Songwriting instructor offers real-world experience

Rebecca Jordan Smith is an instructor of songwriting at Lewis & Clark, offering private instruction through the Evans Music Center as well as teaching a music industry course at the Bates Center for Entrepreneurship and Leadership. 

Smith has an extensive background in the music industry as a musician and songwriter. She has toured with Third Eye Blind, Matchbox Twenty and Lilith Fair, and has written songs for  Prince, John Legend and Kelly Clarkson. Her original music has also garnered national praise. She is a winner of the Songwriters Hall of Fame Abe Olman Award, has been nominated for an Independent Music Award for Best EP, and was a finalist in the NPR Mountain Stage NewSong competition. In addition to her musicianship, Smith is an accredited filmmaker, and has acted in feature films such as Liberty Heights and Latter Days. 

With her music industry practicum, Smith demystifies the often daunting industry and prepares students for the real world. This includes bringing in professionals from across the field to ensure a wide range of exploration.

“For the music industry class, that’s a really fun one because it’s an interesting balance of business and marketing and some maybe not-so-riveting topics like copyright,” Smith said. “I teach hands-on practical experience and simulation of going through the lifecycle of a recording.

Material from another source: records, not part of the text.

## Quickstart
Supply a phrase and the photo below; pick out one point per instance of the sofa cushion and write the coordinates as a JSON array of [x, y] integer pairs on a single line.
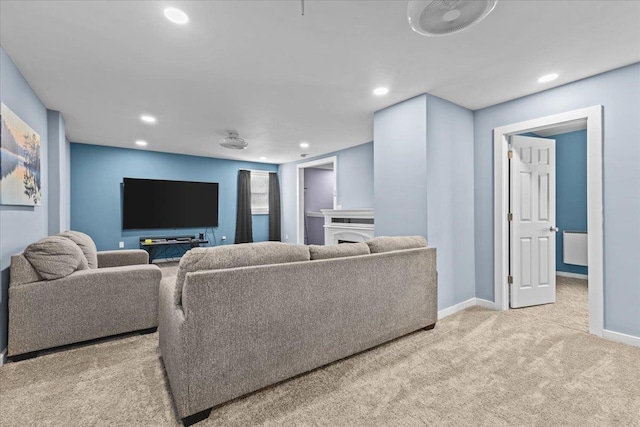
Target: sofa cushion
[[55, 257], [338, 251], [232, 256], [21, 271], [396, 243], [86, 244]]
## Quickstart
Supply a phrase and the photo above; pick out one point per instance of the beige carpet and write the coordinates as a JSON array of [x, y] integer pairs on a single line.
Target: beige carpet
[[533, 366]]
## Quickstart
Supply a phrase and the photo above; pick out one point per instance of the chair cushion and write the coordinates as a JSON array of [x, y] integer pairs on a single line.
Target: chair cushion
[[338, 251], [396, 243], [86, 244], [55, 257], [232, 256]]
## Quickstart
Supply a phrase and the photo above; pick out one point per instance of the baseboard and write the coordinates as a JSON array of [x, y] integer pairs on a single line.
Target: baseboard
[[485, 303], [471, 302], [572, 275], [624, 338]]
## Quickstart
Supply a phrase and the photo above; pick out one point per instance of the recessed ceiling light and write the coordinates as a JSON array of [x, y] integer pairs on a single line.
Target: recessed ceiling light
[[547, 78], [176, 15], [380, 91]]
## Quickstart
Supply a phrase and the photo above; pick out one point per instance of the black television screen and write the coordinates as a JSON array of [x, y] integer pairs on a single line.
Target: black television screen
[[152, 203]]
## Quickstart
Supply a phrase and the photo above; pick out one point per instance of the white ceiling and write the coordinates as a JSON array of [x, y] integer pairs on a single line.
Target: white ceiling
[[280, 78]]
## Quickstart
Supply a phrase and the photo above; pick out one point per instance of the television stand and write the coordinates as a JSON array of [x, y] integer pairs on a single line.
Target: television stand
[[160, 245]]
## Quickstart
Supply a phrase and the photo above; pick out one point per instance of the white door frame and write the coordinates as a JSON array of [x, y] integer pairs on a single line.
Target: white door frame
[[595, 206], [300, 191]]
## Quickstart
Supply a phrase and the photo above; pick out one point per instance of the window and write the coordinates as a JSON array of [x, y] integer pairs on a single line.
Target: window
[[259, 192]]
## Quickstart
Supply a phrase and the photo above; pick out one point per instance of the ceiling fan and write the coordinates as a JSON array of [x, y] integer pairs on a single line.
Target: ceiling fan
[[444, 17], [234, 142]]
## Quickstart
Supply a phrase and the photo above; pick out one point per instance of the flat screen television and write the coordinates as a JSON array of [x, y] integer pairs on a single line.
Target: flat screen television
[[154, 203]]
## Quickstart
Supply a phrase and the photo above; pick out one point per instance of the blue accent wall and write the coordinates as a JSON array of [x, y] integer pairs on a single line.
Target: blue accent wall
[[449, 192], [96, 198], [571, 191], [400, 164], [618, 91], [21, 225]]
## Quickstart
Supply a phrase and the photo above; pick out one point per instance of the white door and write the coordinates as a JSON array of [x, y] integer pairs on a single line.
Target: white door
[[532, 225]]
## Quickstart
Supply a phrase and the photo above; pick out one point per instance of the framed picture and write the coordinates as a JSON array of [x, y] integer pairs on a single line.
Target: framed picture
[[20, 177]]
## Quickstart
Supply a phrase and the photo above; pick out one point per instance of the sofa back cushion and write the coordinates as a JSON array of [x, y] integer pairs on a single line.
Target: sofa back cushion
[[21, 271], [232, 256], [55, 257], [396, 243], [338, 251], [86, 244]]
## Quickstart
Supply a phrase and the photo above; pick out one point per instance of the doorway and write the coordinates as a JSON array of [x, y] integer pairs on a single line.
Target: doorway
[[592, 118], [312, 195]]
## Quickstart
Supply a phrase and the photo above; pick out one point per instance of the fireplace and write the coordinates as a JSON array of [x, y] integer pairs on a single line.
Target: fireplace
[[347, 225]]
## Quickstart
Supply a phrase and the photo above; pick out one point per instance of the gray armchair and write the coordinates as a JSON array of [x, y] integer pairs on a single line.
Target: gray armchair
[[118, 295]]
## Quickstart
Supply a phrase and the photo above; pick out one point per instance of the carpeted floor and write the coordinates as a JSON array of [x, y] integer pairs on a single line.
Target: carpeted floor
[[534, 366]]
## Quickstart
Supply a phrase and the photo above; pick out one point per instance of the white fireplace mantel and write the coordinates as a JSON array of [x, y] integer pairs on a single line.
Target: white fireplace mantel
[[347, 225]]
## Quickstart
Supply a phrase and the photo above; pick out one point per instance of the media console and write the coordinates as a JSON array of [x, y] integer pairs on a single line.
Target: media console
[[154, 244]]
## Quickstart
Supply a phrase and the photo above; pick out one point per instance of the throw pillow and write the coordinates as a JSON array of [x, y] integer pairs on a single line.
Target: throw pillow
[[55, 257], [86, 244]]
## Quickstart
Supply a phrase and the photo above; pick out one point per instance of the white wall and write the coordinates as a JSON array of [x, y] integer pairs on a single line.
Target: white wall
[[59, 174]]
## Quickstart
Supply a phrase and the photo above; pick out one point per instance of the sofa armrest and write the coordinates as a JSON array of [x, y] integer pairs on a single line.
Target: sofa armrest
[[85, 305], [123, 257], [171, 329]]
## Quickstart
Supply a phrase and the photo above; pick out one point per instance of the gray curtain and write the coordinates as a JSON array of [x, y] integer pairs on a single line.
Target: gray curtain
[[244, 233], [274, 208]]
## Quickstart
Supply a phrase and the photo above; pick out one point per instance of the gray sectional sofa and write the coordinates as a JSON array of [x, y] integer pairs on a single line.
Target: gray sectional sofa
[[63, 291], [239, 318]]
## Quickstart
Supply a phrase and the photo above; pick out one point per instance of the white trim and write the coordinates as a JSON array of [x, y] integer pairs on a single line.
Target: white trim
[[595, 206], [300, 191], [620, 337], [471, 302], [485, 303], [572, 275]]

I try to have the students understand these concepts by doing them so it’s not just memorization.”

Both the songwriting and music industry classes were new courses that Smith brought into LC’s catalog when she was hired in 2020. Making contemporary music instruction accessible is one of Smith’s principal aspirations in music education.

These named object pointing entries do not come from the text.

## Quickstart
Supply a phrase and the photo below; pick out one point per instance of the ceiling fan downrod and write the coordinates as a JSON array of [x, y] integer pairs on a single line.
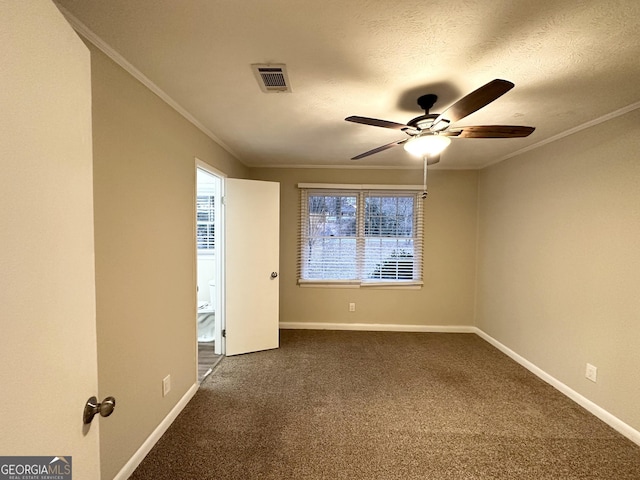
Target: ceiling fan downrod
[[424, 177]]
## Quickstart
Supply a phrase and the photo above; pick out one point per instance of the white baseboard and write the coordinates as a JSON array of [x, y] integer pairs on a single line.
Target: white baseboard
[[377, 327], [148, 444], [611, 420]]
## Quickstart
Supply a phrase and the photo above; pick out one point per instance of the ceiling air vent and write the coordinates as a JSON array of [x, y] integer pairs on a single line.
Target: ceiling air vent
[[272, 78]]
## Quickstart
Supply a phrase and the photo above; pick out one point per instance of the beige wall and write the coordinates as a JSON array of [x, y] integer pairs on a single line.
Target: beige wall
[[449, 255], [47, 302], [559, 260], [144, 184]]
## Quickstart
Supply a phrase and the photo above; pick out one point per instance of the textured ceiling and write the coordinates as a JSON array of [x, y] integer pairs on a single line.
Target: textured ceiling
[[572, 62]]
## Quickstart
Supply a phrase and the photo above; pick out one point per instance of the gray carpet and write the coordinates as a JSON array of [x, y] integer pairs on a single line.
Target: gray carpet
[[379, 405]]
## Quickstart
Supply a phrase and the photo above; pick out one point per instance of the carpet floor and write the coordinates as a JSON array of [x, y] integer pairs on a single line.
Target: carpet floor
[[382, 405]]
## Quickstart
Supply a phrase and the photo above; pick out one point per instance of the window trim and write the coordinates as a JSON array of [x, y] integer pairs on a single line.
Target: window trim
[[362, 190]]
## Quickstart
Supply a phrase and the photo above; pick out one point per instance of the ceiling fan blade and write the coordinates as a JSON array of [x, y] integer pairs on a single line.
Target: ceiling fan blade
[[376, 123], [379, 149], [490, 131], [475, 100]]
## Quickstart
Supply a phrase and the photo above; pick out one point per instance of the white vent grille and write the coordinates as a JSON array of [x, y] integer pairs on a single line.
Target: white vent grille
[[272, 78]]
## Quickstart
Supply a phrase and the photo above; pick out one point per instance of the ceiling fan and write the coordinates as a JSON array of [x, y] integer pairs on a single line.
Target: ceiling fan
[[429, 133]]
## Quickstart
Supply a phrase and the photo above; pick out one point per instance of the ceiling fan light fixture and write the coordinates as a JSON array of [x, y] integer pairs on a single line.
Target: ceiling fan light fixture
[[422, 145]]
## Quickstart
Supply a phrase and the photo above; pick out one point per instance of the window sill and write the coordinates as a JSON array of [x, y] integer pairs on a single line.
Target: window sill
[[413, 285]]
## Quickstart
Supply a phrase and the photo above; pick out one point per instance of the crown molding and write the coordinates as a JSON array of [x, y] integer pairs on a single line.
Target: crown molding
[[566, 133], [105, 48]]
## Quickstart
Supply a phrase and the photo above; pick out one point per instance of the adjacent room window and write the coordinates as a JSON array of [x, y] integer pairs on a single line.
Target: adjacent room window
[[205, 221], [360, 236]]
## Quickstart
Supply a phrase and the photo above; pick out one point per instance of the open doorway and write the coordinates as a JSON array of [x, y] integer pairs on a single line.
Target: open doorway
[[208, 266]]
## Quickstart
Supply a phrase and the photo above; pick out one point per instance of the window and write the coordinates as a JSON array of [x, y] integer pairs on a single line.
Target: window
[[205, 221], [360, 236]]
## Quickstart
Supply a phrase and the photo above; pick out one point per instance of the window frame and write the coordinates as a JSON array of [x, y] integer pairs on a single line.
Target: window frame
[[361, 192]]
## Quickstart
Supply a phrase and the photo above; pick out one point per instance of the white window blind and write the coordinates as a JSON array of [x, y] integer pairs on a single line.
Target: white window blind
[[205, 222], [360, 236]]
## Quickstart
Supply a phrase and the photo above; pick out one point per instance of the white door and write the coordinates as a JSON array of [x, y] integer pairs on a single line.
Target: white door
[[48, 366], [252, 245]]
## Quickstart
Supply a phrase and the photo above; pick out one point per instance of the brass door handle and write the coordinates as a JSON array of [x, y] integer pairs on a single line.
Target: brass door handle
[[93, 407]]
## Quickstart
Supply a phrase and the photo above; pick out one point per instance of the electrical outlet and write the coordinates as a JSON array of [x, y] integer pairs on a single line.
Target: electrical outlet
[[166, 385]]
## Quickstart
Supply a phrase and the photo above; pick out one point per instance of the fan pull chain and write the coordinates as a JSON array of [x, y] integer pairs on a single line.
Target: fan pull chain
[[424, 178]]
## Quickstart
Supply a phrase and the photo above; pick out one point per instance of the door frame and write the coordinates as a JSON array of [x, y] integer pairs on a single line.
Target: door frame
[[219, 341]]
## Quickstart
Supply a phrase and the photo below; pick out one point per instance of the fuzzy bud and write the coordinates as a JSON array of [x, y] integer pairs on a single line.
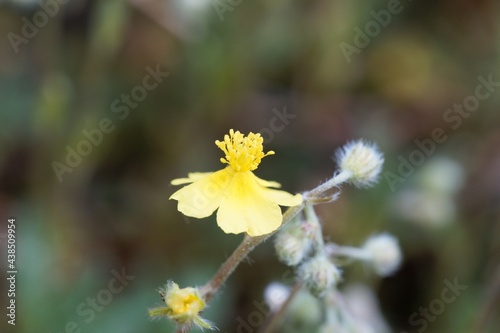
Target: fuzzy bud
[[294, 243], [292, 249], [319, 274], [363, 161], [384, 253]]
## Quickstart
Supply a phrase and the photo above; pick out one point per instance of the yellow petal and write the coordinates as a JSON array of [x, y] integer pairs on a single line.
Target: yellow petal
[[202, 197], [192, 177], [246, 208]]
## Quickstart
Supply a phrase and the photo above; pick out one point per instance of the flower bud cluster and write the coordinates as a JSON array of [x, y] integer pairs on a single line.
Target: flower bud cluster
[[384, 253], [302, 243], [362, 161], [319, 274], [294, 243]]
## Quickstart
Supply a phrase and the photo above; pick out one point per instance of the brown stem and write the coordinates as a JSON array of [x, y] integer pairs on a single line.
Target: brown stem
[[247, 245]]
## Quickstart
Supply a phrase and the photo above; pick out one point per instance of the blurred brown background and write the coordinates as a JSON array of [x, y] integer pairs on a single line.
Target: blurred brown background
[[70, 71]]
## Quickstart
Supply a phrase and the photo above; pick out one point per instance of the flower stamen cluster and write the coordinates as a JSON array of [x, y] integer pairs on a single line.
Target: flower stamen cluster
[[243, 153]]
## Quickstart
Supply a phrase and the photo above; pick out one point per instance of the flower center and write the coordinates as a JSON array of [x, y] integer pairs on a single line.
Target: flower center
[[243, 153], [185, 302]]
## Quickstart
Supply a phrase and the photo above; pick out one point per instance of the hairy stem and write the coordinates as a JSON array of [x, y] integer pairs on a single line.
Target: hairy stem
[[209, 290], [247, 245]]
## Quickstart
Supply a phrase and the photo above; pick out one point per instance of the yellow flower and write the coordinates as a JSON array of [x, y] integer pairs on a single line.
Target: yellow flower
[[183, 303], [246, 203], [182, 306]]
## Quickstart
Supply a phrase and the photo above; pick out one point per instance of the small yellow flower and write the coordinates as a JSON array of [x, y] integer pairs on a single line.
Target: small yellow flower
[[245, 202], [182, 306]]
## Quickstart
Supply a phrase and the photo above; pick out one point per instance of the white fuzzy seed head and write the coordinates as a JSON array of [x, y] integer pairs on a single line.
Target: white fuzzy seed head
[[362, 160], [319, 274], [292, 249], [384, 253], [276, 295]]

 “Sometimes I meet students who are really intimidated by [songwriting],” Smith said.“I think it is a balance because there does need to be a rigorous application of study and learning. But if you’re doing this on a professional contemporary level, there’s such a wealth of creativity and experimentation that people are succeeding with actually in the world that I’m not sure if programs and individual schools reflect all the time.” 

Smith shared advice from her experience in the music industry. 

“Some people are going to be the front person of a band. Some people are going to start their own labels,” Smith said. “Some people are going to work in publishing, some people might work in film and TV. There are so many ways that you can be involved in the music industry. So my biggest advice I think would be being open, and also being willing to be active.” 

Outside of teaching at LC, Smith has many projects, ranging from teaching herself how to use FinalCut Pro to making a short documentary on Black farmers.

 “I like to encourage and inspire the students,” Smith said, “Even if music is your love, and the thing you wake up and go to bed thinking about, it’s so important to be a well rounded human. Exploring other interests, letting yourself be informed and affected by other mediums, is an amazing opportunity you have at LC.” 

As much wisdom as Smith has imparted on her students, she also is excited to continue to learn and grow. 

“That is one of the amazing things about music,” Smith said. You spend your life trying to master it. It’s a practice. You always want to be learning, even me with as many years experience as I have. I have learned so much from students.”